O aumento da oferta no mercado interno tende a provocar uma queda significativa nos preços, o que poderia estimular um maior consumo. Porém, esta redução de preços, embora benéfica para os consumidores no curto prazo, comprime as margens dos produtores, que já enfrentam custos elevados de produção e logística.
Os impactos na cadeia produtiva vão além dos grandes frigoríficos. Pequenos e médios produtores integrados, que dependem dos contratos com as empresas exportadoras, enfrentam a possibilidade de redução na demanda por seus serviços. Além disso, setores correlatos como transporte, embalagens e serviços veterinários também sofrem com a retração do mercado.
A recuperação do setor dependerá não apenas da resolução do problema sanitário que originou o embargo, mas também da capacidade de negociação do governo brasileiro junto aos parceiros comerciais.

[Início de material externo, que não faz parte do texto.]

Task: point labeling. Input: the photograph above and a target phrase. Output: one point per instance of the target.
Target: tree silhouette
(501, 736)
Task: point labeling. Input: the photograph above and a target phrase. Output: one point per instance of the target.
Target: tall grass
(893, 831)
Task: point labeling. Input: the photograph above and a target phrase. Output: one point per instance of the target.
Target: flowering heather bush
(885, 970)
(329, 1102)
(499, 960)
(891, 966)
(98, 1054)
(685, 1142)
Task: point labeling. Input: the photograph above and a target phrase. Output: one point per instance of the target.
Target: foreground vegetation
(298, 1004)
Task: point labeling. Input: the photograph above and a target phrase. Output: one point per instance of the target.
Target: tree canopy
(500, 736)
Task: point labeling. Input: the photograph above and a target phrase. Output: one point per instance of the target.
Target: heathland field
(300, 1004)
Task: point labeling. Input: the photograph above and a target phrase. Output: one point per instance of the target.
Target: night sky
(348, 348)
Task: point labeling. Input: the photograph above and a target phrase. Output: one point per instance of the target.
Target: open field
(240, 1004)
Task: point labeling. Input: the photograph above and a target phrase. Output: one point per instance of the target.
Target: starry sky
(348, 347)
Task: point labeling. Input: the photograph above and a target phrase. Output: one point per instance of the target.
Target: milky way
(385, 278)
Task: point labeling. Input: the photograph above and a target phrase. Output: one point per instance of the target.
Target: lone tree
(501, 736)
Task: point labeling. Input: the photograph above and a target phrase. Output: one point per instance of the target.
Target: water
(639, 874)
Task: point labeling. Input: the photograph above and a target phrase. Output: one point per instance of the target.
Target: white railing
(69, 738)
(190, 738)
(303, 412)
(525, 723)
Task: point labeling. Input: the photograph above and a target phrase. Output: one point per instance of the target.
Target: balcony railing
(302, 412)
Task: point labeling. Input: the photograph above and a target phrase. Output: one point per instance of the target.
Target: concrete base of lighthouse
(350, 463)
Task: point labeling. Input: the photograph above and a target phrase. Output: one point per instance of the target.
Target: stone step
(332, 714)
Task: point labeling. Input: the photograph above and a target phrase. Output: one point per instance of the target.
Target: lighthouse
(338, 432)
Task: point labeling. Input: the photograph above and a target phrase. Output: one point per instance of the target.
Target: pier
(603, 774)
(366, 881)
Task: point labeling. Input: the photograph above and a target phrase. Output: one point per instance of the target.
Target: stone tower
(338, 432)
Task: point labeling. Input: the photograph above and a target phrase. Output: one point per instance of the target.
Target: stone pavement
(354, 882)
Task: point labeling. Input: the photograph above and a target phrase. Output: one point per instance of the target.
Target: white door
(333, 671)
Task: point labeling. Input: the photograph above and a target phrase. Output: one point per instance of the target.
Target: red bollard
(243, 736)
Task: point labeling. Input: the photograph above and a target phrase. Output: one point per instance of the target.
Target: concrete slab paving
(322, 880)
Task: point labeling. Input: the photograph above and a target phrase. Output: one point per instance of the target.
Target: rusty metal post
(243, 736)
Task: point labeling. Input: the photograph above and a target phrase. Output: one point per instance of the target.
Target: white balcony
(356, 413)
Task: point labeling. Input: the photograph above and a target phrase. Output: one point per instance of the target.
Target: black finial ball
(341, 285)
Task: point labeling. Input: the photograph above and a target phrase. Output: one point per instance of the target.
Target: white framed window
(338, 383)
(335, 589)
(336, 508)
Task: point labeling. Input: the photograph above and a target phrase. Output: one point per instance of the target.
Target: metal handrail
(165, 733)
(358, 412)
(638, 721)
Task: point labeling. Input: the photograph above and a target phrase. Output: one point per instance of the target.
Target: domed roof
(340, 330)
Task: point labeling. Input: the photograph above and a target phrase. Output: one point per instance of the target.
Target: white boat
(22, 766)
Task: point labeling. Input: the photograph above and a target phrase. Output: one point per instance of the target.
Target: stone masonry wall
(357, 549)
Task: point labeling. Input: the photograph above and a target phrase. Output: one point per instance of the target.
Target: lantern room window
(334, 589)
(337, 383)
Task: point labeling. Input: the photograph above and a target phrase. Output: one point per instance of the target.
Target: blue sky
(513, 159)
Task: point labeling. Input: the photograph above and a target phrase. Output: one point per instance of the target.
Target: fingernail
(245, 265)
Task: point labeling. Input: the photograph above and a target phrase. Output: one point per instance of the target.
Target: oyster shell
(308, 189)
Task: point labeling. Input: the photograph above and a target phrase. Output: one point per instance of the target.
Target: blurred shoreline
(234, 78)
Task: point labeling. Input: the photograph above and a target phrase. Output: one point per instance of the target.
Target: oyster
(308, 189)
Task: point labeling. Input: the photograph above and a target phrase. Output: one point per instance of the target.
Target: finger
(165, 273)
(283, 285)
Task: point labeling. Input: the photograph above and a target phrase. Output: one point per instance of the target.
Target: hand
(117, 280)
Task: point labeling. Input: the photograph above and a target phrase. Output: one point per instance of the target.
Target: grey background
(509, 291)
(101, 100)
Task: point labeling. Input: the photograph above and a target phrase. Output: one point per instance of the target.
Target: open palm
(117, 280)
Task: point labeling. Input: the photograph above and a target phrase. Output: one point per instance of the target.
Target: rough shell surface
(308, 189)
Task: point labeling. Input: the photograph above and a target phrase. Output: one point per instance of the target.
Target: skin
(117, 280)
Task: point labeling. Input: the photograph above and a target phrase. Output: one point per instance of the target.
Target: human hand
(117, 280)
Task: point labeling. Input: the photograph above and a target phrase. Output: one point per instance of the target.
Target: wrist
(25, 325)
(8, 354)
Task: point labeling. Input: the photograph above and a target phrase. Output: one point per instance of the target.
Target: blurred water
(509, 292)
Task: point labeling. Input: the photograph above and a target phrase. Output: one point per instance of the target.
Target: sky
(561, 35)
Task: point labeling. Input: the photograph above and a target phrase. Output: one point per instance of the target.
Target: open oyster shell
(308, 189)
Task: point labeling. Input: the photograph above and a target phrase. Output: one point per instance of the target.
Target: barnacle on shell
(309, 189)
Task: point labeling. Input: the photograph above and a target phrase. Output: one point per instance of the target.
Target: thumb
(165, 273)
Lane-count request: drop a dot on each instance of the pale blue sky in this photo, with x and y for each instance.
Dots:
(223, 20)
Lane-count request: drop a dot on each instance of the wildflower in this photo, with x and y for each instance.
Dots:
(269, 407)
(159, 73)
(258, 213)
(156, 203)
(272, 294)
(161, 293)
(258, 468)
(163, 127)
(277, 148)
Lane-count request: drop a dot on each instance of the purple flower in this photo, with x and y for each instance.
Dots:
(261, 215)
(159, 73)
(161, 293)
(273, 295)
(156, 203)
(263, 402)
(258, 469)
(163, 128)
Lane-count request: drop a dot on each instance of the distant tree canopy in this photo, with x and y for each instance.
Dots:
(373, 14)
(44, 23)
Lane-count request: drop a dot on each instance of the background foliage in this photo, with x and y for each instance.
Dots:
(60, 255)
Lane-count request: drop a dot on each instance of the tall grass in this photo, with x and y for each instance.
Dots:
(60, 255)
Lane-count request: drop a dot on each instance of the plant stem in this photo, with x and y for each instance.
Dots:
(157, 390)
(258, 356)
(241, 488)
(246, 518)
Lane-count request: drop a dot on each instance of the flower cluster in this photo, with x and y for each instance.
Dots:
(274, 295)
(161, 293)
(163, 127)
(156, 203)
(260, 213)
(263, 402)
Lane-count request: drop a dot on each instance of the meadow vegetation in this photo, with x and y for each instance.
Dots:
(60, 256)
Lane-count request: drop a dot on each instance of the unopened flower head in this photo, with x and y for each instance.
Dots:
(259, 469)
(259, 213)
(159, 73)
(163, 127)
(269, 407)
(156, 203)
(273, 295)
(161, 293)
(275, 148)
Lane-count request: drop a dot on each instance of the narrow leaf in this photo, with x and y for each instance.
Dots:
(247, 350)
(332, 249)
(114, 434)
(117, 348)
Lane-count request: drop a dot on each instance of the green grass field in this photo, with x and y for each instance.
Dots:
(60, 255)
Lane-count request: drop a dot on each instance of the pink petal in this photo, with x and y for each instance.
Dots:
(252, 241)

A demonstração de controle efetivo sobre o surto e a implementação de medidas de biossegurança mais rigorosas serão fundamentais para a retomada da confiança internacional.
No médio prazo, este episódio evidencia a necessidade de investimentos em infraestrutura de armazenamento e em estratégias de diversificação de mercados. A dependência excessiva de determinados compradores internacionais expõe o setor a riscos que poderiam ser mitigados com uma base mais ampla de parceiros comerciais.
Para o consumidor brasileiro, o momento pode representar uma oportunidade de acesso à proteína animal a preços mais acessíveis, mas é importante compreender que esta situação é temporária e decorre de uma crise setorial. A normalização do mercado, com o eventual fim do embargo, deve restabelecer os patamares de preço anteriores.
Os próximos meses serão decisivos para o futuro da avicultura brasileira, especialmente na região Sul. A capacidade de adaptação dos produtores, o apoio governamental e a eficácia das medidas sanitárias implementadas definirão não apenas a superação da crise atual, mas também a preparação do setor para enfrentar desafios semelhantes no futuro.